Following the double-blind policy, we delete the path name that includes the authors' name. Please manually set your own data path.

This project requires multiple python packages, including dgl, torch geometry, keras, and other common package for deep learning research.

  1. use prepare_data/dataset_utils.py to downsample the dataset, and generate features and pairwise distance data
  2. use prepare_data/bo to search the optimal Z* for tsne and umap
  3. use gnn/LargeCompleteMVGraphDatasets.py object to calculate PE, where there is "precompute" method.
  4. set the path carefully.

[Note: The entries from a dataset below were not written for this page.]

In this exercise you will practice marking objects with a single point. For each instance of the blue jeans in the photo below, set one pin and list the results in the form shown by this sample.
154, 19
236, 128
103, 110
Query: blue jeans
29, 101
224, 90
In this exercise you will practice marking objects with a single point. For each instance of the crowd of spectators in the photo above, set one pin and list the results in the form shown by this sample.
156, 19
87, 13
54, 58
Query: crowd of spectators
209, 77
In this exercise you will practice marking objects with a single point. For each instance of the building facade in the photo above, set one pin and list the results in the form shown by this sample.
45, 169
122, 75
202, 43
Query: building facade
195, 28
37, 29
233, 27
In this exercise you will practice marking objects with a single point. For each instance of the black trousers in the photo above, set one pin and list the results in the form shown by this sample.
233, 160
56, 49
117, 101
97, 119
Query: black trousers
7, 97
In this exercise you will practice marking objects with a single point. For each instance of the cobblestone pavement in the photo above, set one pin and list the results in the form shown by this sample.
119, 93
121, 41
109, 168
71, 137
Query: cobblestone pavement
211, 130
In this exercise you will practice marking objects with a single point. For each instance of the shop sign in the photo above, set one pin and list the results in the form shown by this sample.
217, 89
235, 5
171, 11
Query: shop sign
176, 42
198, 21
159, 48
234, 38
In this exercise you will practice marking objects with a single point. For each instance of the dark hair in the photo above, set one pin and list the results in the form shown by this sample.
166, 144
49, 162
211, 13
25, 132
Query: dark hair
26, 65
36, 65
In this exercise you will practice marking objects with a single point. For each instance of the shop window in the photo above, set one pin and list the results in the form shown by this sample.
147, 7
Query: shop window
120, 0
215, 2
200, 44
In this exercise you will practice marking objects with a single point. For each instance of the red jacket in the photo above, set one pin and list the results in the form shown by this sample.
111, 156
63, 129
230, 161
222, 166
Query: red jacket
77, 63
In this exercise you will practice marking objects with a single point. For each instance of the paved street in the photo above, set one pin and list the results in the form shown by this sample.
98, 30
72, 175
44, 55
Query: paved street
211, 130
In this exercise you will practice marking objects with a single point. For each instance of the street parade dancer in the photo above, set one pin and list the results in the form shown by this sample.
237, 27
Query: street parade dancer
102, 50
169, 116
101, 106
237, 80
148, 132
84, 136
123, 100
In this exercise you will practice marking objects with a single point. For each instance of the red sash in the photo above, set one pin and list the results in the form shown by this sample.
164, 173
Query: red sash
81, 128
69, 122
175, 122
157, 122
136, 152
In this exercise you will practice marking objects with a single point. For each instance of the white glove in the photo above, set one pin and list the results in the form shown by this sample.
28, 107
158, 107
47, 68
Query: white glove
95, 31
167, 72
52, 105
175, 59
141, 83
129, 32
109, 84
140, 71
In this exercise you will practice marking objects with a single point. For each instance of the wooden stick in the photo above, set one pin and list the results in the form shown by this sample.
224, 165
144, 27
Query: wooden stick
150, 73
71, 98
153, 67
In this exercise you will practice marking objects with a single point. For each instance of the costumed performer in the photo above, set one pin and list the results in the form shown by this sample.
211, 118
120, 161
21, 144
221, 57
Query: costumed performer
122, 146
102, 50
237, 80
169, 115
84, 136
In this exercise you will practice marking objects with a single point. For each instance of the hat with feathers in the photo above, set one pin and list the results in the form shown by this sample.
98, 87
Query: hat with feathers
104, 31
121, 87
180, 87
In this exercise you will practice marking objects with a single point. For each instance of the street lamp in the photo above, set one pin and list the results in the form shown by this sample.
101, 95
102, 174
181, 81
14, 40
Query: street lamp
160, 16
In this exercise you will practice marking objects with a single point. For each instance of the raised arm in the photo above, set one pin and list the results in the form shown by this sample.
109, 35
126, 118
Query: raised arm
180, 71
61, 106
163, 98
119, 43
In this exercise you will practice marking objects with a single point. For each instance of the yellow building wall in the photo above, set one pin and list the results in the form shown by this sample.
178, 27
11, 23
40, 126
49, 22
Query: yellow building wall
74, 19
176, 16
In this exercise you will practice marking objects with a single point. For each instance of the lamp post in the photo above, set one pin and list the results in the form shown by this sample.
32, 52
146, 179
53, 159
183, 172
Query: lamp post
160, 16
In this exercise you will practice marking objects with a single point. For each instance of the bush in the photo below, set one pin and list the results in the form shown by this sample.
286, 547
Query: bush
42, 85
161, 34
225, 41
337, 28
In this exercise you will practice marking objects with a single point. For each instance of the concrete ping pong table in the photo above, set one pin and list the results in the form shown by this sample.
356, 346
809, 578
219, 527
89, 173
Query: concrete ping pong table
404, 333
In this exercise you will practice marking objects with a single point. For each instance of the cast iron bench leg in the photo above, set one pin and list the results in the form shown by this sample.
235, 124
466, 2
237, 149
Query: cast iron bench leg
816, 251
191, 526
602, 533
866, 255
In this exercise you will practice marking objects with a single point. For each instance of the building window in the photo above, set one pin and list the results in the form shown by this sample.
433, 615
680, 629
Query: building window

There are 4 paths, including cdist_path (path to the pairwise distance), visual_path (path to Z* from tSNE), visual_path_umap (path to Z* from UMAP), and precomputed_pe_path (path to pre-computed PEs).
  5. use gnn/train_gin_large_complete_g_mv*.py to train the AutoDV model

All raw datasets used in the project can be found in https://drive.google.com/drive/folders/1Cv15e5A5W5a9K8OZkAA-TVRURvMpdgbL?usp=sharing This is a anonymous file sharing link. The data preprocessing code can be find in prepare_data folder. We make a clarification here for potential copyright problem. For image data, we access the raw data of MNIST, FMNIST, and CIFAR10 from pytorch interface https://docs.pytorch.org/vision/main/datasets.html.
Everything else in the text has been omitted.